Remember: all the awful things that you've heard about, all those "techniques," like waterboarding, stress positions, extreme heat and cold, placement into cramped spaces, that that's the shit that was done by the CIA. That's the shit that was approved by government lawyers like John Yo and Alberto Gonzales, the shit that has memos written about it, the shit that George W. Bush's torture apologists like Marc Thiessen desperately justify so they keep the demons that claw at their consciences at bay. It leaves out the black sites, where the CIA sent detainees to be tortured off the books, in Syria, in Poland, on an island owned by Great Britain, at a secret hidden compartment of Guantanamo Bay, with beatings and electric shock and the usual array of horrors.

Our silence as a nation has allowed so much to continue.
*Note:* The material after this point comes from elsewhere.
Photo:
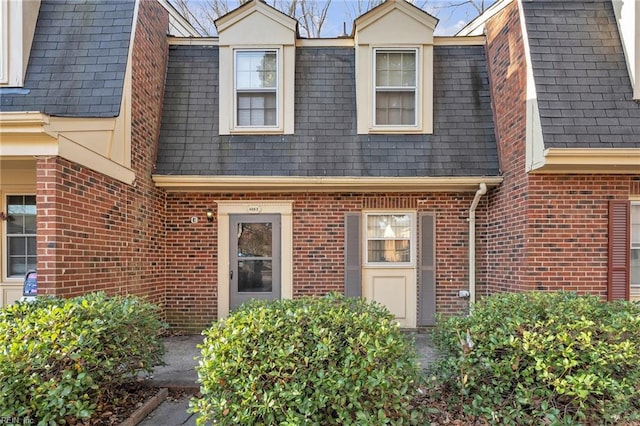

There's the joke trials at the still-open Gitmo detention center, where the FBI turned a defense attorney into a secret informant, creating a situation that veers from tragedy to farce in prosecuting people who might actually be responsible for the 9/11 attacks. And, yes, there's the Snowden documents, which reveal the gratuitous paranoia, a national mental illness, that we are forced to exist with.

Ultimately, our failure to demand a reckoning merely enables the continuation of the abuses. Yes, Barack Obama ended the torture program, but, fuck, if no one's going to the Hague for it, what's to stop another president from starting it back up? Obama himself feels he has broad discretion to spy. What kind of precedent has been set here?

Except for a few dissenting voices, almost all of this has been met with a collective shrug and a "Meh, what are you gonna do?" Our mass silence is our complicity. And the feeling that we truly can't do anything about it even if we wanted to is the supreme victory by the powerful to render us powerless.